Durante los primeros meses de matrimonio, Beatriz prohibía a cualquier empleado entrar solo en la biblioteca.

Siempre decía que allí guardaban documentos familiares.

Nunca permitió que cambiaran el enorme librero de nogal.

Ni siquiera durante la remodelación.

En aquel momento no le dio importancia.

Ahora todo empezaba a tener sentido.

Gabriela volvió a hablar.

—El comprador quiere visitar la casa mañana mismo.

—No podrá hacerlo si Bruno sigue ocupándola.

Teresa acarició la cabeza de Alma.

—Entonces tendremos que sacarlo.

—Legalmente puedes hacerlo.

—La propiedad es exclusivamente tuya.

—Pero hay un detalle.

Teresa cerró los ojos.

—¿Cuál?

—Si realmente existe ese sótano…

Conviene saber qué guarda antes de vender la casa.

La llamada terminó.

Aquella noche Teresa apenas durmió.

A las siete de la mañana siguiente, un convoy de vehículos negros se detuvo frente a la mansión.

No eran policías.

Eran un notario, dos cerrajeros certificados, un actuario judicial y cuatro agentes de seguridad privada contratados por Gabriela.

Todos descendieron al mismo tiempo.

Mariana cargó a Alma.

Teresa respiró profundamente.

—Vamos.

El cerrajero observó el teclado electrónico.

—Cinco minutos.

No necesitó más.

La puerta principal se abrió lentamente.

El recibidor seguía impecable.

Las flores.

Los cuadros.

Los muebles italianos.

Todo estaba exactamente donde ella lo había dejado tres días antes.

Pero algo llamó inmediatamente su atención.

Las fotografías de su familia habían desaparecido.

En su lugar había retratos de Bruno, Beatriz y otros miembros de los Alcocer.

Como si ella jamás hubiera vivido allí.

Mariana murmuró entre dientes:

—Qué descaro.

El notario comenzó a levantar el inventario.

Mientras tanto, Teresa caminó directamente hacia la biblioteca.

Era la habitación más antigua de toda la casa.

El enorme librero cubría completamente una pared.

Recordó las palabras de Gabriela.

“El sótano estaba debajo de la biblioteca.”

Comenzó a revisar cada estante.

Cada moldura.

Cada panel de madera.

No encontró nada.

Hasta que notó una ligera diferencia en el piso.

Uno de los tablones sonaba hueco.

Se arrodilló con dificultad.

Todavía sentía el dolor de la cesárea.

Apoyó la mano.

Y descubrió una pequeña ranura metálica escondida bajo la alfombra.

Llamó al cerrajero.

El hombre examinó el mecanismo.

—No es una cerradura moderna.

—Tiene más de veinte años.

Trabajó durante varios minutos.

Finalmente se escuchó un clic.

Todo el librero comenzó a desplazarse lentamente hacia un lado.

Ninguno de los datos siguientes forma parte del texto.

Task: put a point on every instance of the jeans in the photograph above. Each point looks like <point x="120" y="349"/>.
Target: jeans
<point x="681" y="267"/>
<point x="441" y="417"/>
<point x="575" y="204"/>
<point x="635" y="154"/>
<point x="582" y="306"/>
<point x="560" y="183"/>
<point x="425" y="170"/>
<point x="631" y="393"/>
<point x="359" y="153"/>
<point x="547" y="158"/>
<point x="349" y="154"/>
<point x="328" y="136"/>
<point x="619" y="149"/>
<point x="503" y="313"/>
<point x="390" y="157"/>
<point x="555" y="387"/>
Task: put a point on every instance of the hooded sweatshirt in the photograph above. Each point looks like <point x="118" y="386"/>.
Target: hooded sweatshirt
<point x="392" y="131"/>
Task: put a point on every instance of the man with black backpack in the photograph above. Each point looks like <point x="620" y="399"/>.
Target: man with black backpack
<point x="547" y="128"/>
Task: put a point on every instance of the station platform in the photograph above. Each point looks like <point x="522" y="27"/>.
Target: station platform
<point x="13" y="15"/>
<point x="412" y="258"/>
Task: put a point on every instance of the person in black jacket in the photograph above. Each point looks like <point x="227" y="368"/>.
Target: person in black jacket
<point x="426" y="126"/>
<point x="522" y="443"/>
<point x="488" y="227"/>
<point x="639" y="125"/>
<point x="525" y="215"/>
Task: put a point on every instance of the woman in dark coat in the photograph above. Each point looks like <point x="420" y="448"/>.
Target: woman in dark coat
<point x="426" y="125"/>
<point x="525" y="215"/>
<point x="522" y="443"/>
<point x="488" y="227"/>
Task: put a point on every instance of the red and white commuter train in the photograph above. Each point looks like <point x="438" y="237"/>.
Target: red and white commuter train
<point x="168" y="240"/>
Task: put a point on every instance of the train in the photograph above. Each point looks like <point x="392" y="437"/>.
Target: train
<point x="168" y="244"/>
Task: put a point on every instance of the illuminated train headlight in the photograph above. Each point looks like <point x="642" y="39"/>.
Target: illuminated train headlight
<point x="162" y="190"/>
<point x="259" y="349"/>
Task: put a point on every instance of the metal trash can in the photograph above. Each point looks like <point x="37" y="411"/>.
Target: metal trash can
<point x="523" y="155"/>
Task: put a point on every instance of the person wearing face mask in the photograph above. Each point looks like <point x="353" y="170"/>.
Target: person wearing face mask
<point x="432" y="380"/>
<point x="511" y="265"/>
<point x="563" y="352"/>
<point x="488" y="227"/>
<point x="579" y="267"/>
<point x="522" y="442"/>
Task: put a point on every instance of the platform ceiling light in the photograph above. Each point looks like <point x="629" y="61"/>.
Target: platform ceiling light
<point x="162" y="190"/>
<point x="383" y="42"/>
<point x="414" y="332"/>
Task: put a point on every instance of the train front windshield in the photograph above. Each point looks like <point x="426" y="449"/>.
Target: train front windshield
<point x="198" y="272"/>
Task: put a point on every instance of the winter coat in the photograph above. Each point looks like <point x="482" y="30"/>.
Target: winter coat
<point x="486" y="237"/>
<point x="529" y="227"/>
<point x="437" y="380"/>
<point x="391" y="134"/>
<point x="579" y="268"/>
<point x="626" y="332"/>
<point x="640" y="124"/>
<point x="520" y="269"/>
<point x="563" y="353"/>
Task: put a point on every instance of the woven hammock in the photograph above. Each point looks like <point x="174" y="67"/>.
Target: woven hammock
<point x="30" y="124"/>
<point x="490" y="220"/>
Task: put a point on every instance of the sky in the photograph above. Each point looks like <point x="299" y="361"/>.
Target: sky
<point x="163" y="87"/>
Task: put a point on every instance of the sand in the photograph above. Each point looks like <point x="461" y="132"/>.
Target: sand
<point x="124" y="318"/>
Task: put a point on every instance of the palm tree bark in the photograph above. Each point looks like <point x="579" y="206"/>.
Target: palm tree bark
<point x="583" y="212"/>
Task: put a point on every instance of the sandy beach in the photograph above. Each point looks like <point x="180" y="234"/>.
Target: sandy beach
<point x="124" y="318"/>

Detrás apareció una escalera de piedra que descendía hacia la oscuridad.

Mariana contuvo la respiración.

—Dios mío…

El aire que subía desde abajo olía a humedad y papel antiguo.

Teresa tomó una linterna.

Descendió primero.

Los demás la siguieron.

La habitación subterránea era mucho más grande de lo que imaginaban.

Había archivadores metálicos.

Cajas fuertes.

Estanterías repletas de carpetas.

Y, en el centro, una enorme mesa de trabajo.

El notario comenzó a fotografiar todo.

Teresa abrió el primer archivador.

No encontró joyas.

Ni dinero.

Encontró escrituras.

Decenas de escrituras.

Propiedades pertenecientes a distintas personas.

Varias llevaban anotaciones hechas a mano por Eduardo Alcocer.

“Transferir después del matrimonio.”

“Convencer al propietario.”

“Preparar poder notarial.”

Teresa sintió un nudo en el estómago.

No era solo su casa.

Había muchas más.

Gabriela, que acababa de llegar, tomó una carpeta.

Su expresión cambió por completo.

—Teresa…

Ella levantó la vista.

—¿Qué pasa?

Gabriela giró lentamente el documento hacia todos.

En la portada aparecía una sola frase.

“Proyecto Herederas.”

Debajo había una lista de nombres de mujeres.

Empresarias.

Médicas.

Arquitectas.

Viudas.

Todas con un gran patrimonio personal.

El último nombre de la lista tenía una marca roja.

Teresa Méndez.

Y junto a él aparecía una nota escrita por el difunto Eduardo Alcocer.

“Objetivo completado. Matrimonio exitoso. Esperar transferencia definitiva de la propiedad.”